Preparing an ethylenediamine-beta-cyclodextrin chiral polyamide membrane composite membrane:
(1) activating and pretreating a cellulose acetate membrane: the commercial cellulose acetate membrane with the aperture of 0.22 mu m is firstly soaked in purified water and cleaned, then the filter membrane is taken out and put into NaOH water solution to be heated in water bath at 35 ℃ for 40min, so that acetyl on the membrane is hydrolyzed. The membrane was then removed and rinsed 5 times with deionized water until the rinse was neutral.
(2) Soaking the pretreated activated cellulose membrane in 0.5 wt.% of trimesoyl chloride (TMC) n-hexane for 24 hours, taking out, soaking in an aqueous solution containing 0.3 wt.% of ethylenediamine-beta-cyclodextrin and 0.1 wt.% of Triethylamine (TEA), soaking in 50mL of 0.5 wt.% TMC n-hexane solution for 1min after 24 hours, oven-curing at 60 ℃ for 20min, taking out, repeatedly washing with purified water to remove residual solvent on the surface, and storing in deionized water at 4 ℃ for later use.
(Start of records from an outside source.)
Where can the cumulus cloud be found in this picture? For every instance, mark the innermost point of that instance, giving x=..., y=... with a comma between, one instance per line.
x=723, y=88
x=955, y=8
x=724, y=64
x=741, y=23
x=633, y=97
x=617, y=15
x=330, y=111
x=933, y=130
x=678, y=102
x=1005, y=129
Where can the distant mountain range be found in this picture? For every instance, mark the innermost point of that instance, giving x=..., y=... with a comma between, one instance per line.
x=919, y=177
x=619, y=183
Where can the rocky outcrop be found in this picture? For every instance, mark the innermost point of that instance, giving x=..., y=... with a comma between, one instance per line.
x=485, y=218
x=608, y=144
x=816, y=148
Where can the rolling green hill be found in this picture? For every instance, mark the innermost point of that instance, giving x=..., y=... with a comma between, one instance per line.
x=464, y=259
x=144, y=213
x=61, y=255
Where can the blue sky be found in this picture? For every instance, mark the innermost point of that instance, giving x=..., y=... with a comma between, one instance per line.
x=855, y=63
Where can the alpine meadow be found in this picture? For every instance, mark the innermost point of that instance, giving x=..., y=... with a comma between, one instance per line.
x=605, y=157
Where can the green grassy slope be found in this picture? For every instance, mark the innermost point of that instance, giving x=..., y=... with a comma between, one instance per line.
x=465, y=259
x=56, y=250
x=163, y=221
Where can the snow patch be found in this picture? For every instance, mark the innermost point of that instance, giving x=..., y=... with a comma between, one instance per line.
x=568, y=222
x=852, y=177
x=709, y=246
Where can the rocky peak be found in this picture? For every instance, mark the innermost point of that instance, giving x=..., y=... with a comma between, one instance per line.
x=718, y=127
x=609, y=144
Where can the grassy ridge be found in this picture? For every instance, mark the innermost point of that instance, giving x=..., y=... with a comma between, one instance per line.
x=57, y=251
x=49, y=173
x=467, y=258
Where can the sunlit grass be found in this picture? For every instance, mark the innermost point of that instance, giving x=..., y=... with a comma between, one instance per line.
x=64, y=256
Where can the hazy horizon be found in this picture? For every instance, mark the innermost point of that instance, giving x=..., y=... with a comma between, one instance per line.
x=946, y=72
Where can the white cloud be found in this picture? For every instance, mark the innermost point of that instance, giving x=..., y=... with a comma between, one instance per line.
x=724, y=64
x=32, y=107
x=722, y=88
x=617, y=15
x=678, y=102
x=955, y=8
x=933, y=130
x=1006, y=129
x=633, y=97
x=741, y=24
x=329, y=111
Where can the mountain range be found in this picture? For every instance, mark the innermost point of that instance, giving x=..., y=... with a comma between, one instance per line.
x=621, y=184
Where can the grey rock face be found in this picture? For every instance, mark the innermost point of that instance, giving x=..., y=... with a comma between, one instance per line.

And (3) performance characterization:
the cellulose acetate film and the chiral polyamide composite film were observed by a scanning electron microscope, see fig. 2 and fig. 3. Two electron microscope photographs in fig. 2 are from left to right, which are surface electron microscope images of the cellulose acetate membrane of unmodified ethylenediamine-beta-cyclodextrin and the chiral polyamide membrane, respectively, and the magnification is 2000 times. The two electron micrographs in fig. 3 are cross-sectional electron micrographs from left to right of cellulose acetate film of unmodified ethylenediamine- β -cyclodextrin and chiral polyamide cellulose film, both at 2000-fold magnification.
As can be seen from the figure, the chiral polyamide cellulose membrane modified with the ethylenediamine-beta-cyclodextrin has a small pore size, which indicates that the ethylenediamine-beta-cyclodextrin is crosslinked and immobilized on the membrane through trimesoyl chloride.
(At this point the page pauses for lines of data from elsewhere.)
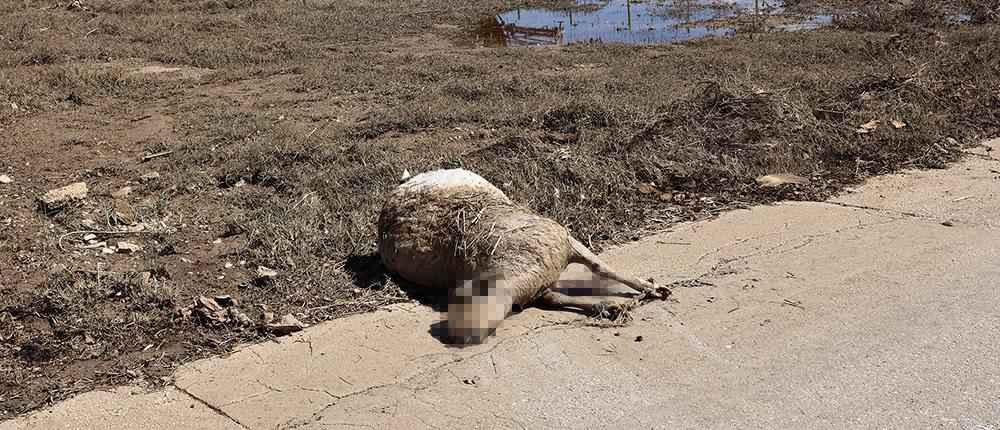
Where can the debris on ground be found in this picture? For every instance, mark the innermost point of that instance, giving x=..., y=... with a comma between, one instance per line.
x=128, y=248
x=123, y=192
x=779, y=179
x=288, y=324
x=216, y=310
x=60, y=197
x=868, y=127
x=266, y=272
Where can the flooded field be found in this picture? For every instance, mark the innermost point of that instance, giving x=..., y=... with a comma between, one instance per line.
x=637, y=22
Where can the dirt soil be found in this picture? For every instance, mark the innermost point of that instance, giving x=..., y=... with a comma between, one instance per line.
x=220, y=136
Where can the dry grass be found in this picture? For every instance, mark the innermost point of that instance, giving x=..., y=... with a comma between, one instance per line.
x=285, y=148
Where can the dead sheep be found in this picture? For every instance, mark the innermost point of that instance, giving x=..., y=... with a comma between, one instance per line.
x=452, y=230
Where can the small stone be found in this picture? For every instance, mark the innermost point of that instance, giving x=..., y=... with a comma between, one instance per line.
x=288, y=324
x=122, y=192
x=779, y=179
x=265, y=272
x=267, y=317
x=62, y=196
x=128, y=247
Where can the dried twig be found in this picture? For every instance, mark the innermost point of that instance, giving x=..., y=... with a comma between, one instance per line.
x=157, y=155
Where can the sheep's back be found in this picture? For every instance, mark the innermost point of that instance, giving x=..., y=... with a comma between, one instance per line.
x=444, y=226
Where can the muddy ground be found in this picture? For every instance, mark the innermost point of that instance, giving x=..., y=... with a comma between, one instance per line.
x=278, y=126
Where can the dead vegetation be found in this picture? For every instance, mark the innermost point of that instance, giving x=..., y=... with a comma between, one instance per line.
x=280, y=151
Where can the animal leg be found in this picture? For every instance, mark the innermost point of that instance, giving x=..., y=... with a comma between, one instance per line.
x=591, y=305
x=583, y=256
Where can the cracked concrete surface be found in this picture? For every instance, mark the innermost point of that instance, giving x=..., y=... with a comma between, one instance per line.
x=865, y=311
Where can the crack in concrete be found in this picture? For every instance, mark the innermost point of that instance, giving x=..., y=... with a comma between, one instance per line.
x=879, y=211
x=410, y=378
x=808, y=239
x=213, y=408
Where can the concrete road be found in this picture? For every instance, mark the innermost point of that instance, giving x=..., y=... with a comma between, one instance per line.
x=878, y=309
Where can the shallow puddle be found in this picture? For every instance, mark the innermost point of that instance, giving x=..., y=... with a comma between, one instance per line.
x=635, y=22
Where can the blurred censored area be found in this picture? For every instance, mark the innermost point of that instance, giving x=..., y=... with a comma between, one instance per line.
x=477, y=306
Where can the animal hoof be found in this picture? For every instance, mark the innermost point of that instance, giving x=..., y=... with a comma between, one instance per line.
x=657, y=291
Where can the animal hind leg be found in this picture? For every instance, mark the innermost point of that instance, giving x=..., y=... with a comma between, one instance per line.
x=592, y=305
x=583, y=256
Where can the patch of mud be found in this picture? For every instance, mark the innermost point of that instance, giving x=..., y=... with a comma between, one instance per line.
x=638, y=23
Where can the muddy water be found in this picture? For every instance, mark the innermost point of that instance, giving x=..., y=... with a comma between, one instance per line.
x=633, y=22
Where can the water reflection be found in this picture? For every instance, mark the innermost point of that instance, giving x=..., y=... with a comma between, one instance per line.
x=629, y=22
Evaluation of film resolution stability:
selecting the tryptophan stock solution with the concentration of 0.025g/L, the filtration flow rate of 0.1mL/min, the pH value of the tryptophan solution of 6.5 and the filtration temperature of 25 ℃; filtering the chiral membrane for 12 hours, replacing a collector every 2 hours to collect filtrate, and detecting the resolution stability of the chiral membrane within 12 hours by an HPLC method. From fig. 4, the chiral polyamide membrane prepared has stable chiral resolution effect within 12h, and RSD is 4.8%.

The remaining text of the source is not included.